There were indeed problems with the American Army in the late 1960s and early 1970s. There are problems in most armies. Zhukov’s World War II army was undoubtedly drunken, and it was in its own way racially divided, as was Wellington’s army, and as was Grant’s. Eisenhower’s army was known to drink, and had much worse interracial violence than the American army suffered in the early 1970s (and in the late fall of 1944 had what were considered serious problems with morale, including significant levels of desertion). None of these forces did too badly against armies that were—to put this politely—as combat-experienced as Saddam Hussein’s. As Mr. Boot points out, there were other problems in the volunteer force of the mid-1970s, but some of those problems, as well as some of the earlier ones, seem likelier to have been the consequence of perceived defeat than the cause of that perceived defeat. Morale did suffer after the American army that fought in Vietnam got the idea that it was not going to be fighting until the war was won. Had Grant’s army, or Eisenhower’s, been told that it had been defeated, or that it was marking time until a negotiated agreement could be reached, morale would probably have suffered pretty significantly. Sometimes demoralization causes defeat, but the perception of defeat is also a very likely path to demoralization. One of the less attractive episodes in recent military analysis is the insistence by the French officer corps that demoralization in the ranks caused the defeat of 1940. Modern research strongly suggests that this was a self-exculpatory lie; very bad strategy, very bad luck, and several other weaknesses are now thought to have caused that defeat, but not peculiarly bad morale in the ranks. As it happens, I have known a few men who commanded small units in Vietnam, and a few who fought in the ranks, and none of them blamed the outcome of the war on the defects of the men they commanded or fought beside. I am uneasy about any post-hoc accounts that exhibit a tendency even remotely similar to that displayed by the Vichy officer corps and shift the search for prime causes from defects of civilian leadership and military strategy toward alleged defects in the lower ranks.

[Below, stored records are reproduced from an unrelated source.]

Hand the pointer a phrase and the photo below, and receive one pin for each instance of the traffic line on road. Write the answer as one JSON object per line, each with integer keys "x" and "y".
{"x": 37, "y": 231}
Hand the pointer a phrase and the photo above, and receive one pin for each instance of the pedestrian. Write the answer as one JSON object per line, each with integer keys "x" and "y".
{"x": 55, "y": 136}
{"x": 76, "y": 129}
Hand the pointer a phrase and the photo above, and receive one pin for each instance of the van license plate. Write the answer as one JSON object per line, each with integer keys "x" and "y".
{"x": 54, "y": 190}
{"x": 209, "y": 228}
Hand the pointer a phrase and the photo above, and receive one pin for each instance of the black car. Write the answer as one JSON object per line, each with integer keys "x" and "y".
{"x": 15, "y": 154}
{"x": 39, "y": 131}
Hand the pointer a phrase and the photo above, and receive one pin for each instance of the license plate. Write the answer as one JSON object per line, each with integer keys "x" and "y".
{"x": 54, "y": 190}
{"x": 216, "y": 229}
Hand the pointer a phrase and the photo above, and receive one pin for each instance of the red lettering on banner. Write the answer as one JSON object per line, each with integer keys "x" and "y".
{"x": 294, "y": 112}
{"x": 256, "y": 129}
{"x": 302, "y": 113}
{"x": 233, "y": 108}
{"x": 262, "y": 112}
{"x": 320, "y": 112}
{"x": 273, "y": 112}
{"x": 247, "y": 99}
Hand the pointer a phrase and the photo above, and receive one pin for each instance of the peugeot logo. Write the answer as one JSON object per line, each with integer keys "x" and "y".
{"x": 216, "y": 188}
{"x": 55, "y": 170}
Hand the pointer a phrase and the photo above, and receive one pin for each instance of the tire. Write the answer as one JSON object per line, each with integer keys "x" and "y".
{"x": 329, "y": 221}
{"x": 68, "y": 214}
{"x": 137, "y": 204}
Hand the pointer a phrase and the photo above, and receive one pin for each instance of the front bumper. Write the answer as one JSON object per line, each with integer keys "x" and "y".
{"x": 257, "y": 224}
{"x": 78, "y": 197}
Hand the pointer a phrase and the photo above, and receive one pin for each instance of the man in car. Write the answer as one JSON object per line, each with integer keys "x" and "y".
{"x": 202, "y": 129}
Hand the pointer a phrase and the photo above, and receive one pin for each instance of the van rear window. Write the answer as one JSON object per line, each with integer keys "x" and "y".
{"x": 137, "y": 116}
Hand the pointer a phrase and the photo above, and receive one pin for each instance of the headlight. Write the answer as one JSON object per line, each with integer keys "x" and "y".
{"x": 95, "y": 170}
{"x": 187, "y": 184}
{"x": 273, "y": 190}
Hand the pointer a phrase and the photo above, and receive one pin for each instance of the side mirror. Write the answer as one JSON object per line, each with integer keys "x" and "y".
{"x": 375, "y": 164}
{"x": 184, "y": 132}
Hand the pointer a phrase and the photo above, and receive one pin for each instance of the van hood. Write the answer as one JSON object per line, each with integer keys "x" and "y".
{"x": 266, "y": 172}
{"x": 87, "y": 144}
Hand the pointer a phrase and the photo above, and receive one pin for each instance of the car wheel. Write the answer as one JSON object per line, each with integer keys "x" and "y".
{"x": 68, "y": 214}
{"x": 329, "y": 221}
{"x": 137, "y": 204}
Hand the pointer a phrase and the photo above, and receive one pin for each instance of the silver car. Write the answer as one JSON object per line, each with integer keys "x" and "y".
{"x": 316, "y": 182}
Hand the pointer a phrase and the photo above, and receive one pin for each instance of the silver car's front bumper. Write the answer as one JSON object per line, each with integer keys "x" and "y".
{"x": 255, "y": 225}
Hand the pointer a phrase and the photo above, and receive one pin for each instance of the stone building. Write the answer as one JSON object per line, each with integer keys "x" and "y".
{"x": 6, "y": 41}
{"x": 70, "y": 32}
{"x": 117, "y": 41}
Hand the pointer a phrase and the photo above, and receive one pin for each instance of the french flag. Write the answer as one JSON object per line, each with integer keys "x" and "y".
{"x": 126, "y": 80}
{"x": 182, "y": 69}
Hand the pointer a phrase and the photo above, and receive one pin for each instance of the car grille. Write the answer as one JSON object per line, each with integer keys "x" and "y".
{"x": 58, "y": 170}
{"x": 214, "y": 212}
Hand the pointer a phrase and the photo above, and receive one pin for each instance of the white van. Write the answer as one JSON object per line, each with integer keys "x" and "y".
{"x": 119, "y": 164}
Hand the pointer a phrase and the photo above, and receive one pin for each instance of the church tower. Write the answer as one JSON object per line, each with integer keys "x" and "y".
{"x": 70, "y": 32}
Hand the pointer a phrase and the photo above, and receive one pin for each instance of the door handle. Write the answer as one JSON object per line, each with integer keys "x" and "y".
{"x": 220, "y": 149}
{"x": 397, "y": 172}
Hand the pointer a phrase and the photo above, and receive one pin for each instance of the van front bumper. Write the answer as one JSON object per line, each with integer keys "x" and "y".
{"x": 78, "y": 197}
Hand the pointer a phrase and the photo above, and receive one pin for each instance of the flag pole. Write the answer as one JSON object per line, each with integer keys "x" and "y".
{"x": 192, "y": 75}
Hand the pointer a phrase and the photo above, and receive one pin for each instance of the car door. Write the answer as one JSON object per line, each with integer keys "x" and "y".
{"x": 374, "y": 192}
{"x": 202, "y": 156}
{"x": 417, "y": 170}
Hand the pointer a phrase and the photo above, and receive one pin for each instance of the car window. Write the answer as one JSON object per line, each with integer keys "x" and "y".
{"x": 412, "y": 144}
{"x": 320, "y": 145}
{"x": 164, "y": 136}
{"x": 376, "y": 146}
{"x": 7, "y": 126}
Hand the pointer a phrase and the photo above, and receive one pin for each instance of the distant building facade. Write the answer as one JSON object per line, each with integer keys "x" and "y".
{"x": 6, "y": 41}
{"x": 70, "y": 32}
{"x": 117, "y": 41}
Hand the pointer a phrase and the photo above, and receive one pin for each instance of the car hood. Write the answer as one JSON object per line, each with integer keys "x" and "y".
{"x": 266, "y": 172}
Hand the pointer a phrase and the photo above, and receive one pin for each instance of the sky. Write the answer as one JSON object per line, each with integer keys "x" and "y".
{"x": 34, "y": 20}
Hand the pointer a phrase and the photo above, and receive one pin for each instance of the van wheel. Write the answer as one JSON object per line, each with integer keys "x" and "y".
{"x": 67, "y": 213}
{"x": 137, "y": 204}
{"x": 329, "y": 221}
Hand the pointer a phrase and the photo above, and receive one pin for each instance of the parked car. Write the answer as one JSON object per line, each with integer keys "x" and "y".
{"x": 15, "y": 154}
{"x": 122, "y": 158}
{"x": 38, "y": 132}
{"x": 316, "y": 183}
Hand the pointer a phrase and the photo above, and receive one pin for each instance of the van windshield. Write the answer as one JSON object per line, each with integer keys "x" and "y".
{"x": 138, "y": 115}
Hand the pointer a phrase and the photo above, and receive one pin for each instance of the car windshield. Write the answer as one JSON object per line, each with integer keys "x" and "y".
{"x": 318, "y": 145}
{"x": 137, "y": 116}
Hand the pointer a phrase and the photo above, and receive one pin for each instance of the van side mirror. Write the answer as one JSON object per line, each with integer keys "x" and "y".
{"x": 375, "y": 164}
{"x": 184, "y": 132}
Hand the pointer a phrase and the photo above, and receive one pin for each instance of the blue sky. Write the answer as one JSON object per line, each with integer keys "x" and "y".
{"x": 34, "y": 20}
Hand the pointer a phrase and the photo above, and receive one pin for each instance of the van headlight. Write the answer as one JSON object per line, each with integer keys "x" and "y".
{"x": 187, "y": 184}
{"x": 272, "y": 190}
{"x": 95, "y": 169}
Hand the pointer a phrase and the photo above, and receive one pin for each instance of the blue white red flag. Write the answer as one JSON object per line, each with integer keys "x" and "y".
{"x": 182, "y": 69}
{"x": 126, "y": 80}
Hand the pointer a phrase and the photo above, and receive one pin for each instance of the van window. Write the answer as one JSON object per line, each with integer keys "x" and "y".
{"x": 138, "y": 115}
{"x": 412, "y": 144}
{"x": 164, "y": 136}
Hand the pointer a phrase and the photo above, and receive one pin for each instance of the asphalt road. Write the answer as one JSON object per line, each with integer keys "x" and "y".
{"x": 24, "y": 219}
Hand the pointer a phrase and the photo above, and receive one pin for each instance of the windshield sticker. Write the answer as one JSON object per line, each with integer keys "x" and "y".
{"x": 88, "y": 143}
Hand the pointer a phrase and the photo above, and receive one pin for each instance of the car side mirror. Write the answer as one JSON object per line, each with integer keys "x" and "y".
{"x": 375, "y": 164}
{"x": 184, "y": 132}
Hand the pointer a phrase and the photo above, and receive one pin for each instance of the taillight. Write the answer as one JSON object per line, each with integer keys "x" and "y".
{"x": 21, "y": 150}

How would the American Army of the mid-1960s, or the late 1960s, have done against Saddam Hussein’s troops, had they fought over the same terrain in which they later waged the 1991 Gulf War, in an impossible world in which they had been comparably armed? My guess is, very well indeed. While Mr. Boot points out that the American army of 1991 had a vast technological superiority over its enemy, Western armies have very consistently done well against non-Western armies for a long time, even when equivalently armed, and Arab armies have since 1948 exhibited significant defects in maneuver warfare. I am not sure how well the American army of 1991 would have done in a protracted guerrilla war, and Mr. Boot makes no claims for its capacities in such a context. But I am pretty sure that the defects of the American army in Vietnam were defects of strategy. I fear that the morale of any American army that is told that it stumbled out of Iraq dazed and defeated may not stay rock-solid either, and if that happens, my guess is that the fault will again be bad strategy.